The beauty of the movie (which some viewers have completely missed), is that when Anna whispers to Mademoiselle, we think Mademoiselle wins. We think Mademoiselle gets what she wants. We think Mademoiselle is going to tell the glorious news to the gathering cult. And we think Anna has been reduced to nothing more than a used, mindless, unthinking tool.
But then comes the twist: "Keep doubting...bang!"
And we realize we were wrong, as the director Pascal Laugier explains: "the real point of everything is revealed only in the final seconds of the movie. For me, that was the exciting part of the project."
Anna purposely lied to Mademoiselle and said there was no afterlife, she saw nothing. Anna was the first to speak, and what she spoke convinced Mademoiselle that there was nothing, that her entire life was a futile, evil quest for nothing. Mademoiselle gave up, overcome with guilt and worthlessness, and killed herself. But not before giving a final warning to her friend Ettiene: "Keep doubting (because if you don't, like I didn't, you're gonna end up destroyed like me): Bang!"
It is the one and only thing that Anna could do that would destroy Mademoiselle. Despite her pain throughout the ruined shell of her body, she retained enough strength and humanity in her mind to use the one and only chance she had. With a simple whisper she destroyed her captors, finally avenged her friend, and saved countless girls from falling into the same fate.
Why Martyrs works is that we the audience don't know it happens, can't even fathom it could happen, until the shocking reveal forces us to question all of our previous mistaken notions. We can then reflect upon the foreshadowing in the very beginning of the movie, when young Anna tells the doctors she knows she is there to help Lucie, and to find the bad people who hurt her. When we realize that beaten, barely alive skinned creature was not only willing but able to defeat her captor, that is what makes Martyrs great. It is this unexpected display of strength, loyalty, endurance and sacrifice of Anna, a martyr defined, that elevates the movie to a level far above the horror genre. Anna transcends, and thus Martyrs transcends.
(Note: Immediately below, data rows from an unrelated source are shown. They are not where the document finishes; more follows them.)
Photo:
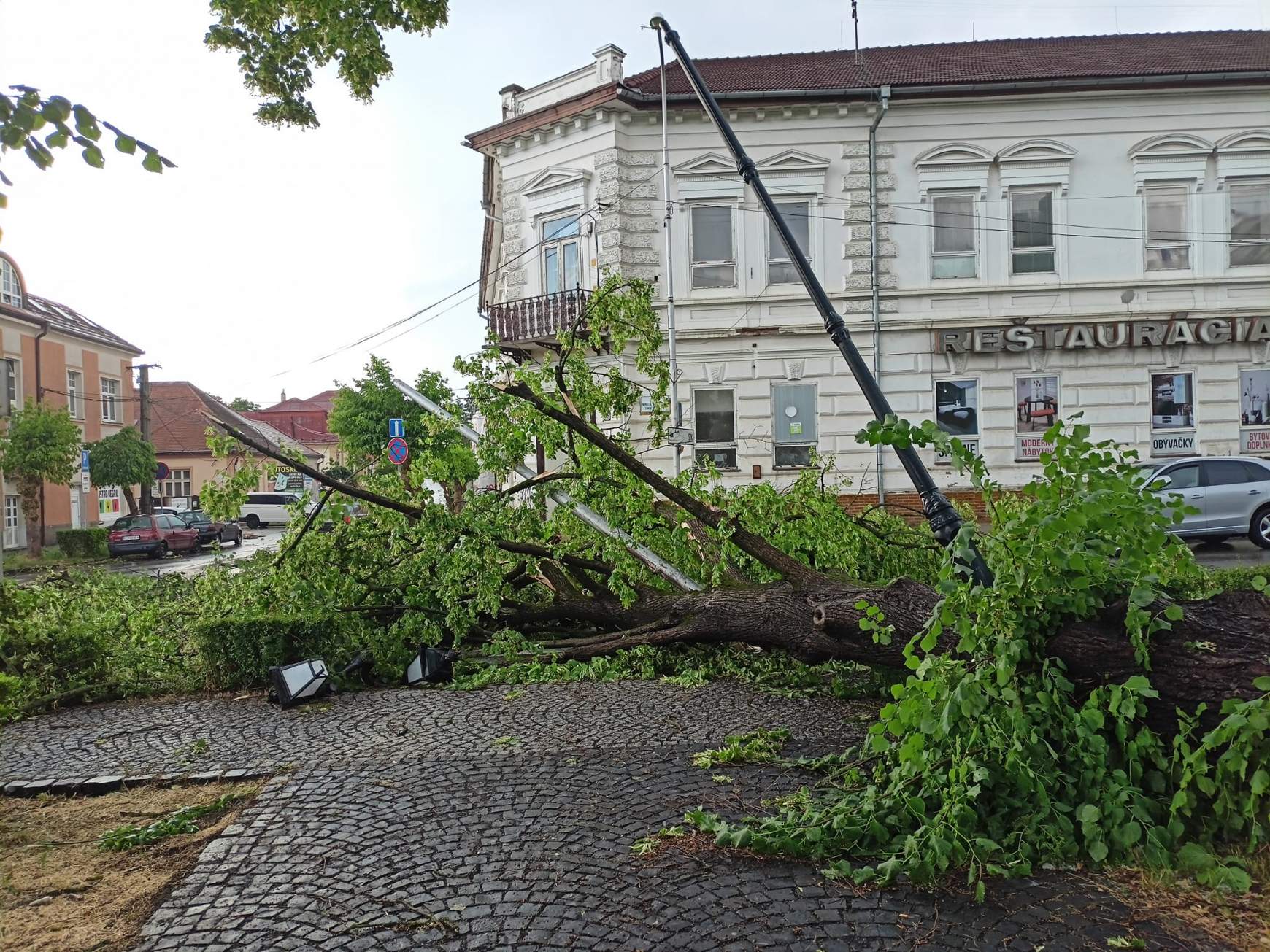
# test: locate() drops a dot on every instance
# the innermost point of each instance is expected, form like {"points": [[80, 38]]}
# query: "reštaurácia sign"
{"points": [[1103, 334]]}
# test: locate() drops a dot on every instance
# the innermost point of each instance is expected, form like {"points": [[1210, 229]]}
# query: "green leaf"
{"points": [[1260, 782], [1193, 859]]}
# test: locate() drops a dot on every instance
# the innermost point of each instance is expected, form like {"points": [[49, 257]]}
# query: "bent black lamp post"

How Martyrs tricks us into the false belief that Mademoiselle and the cult won:
1) The gathering cult leads the viewer to believe there is an incoming victory speech.
2) The conversation between Mademoiselle and Etienne, specifically about getting an answer, getting a clear answer, but still actually the wrong answer.
3) Similar appearing emotional expressions of relief/dejection in Mademoiselles reaction to what Anna said. This distinct lack of sentiment shown by Mademoiselle is not only the key to understanding why she wouldn't "greedily" kill herself to reach the afterlife, but is also why many viewers are confused about her defeat. To someone who doesn't understand psychology, she doesn't seem to be acting suicidal or overtly depressed. And that makes the suicide so much more shocking for the viewer. But apparently it totally confuses some viewers into completely missing the twist that Anna lied, even with the warning of "keep doubting". Mademoiselle is cold, calculating and emotionless, she kills herself with the same lack of emotion as she tortures and kills others. She is a cult-member, and the entirety of that cults existence is finding an answer. Find the wrong answer, and the will to live is simply removed, that awareness is what empowered Anna to endure hell. She told Mademoiselle there was nothing, and Mademoiselle ends her wasted life with the same methodical detachment as she ended the lives of others. That is the truly evil villain the director has given us, not some megalomaniacal comic book character.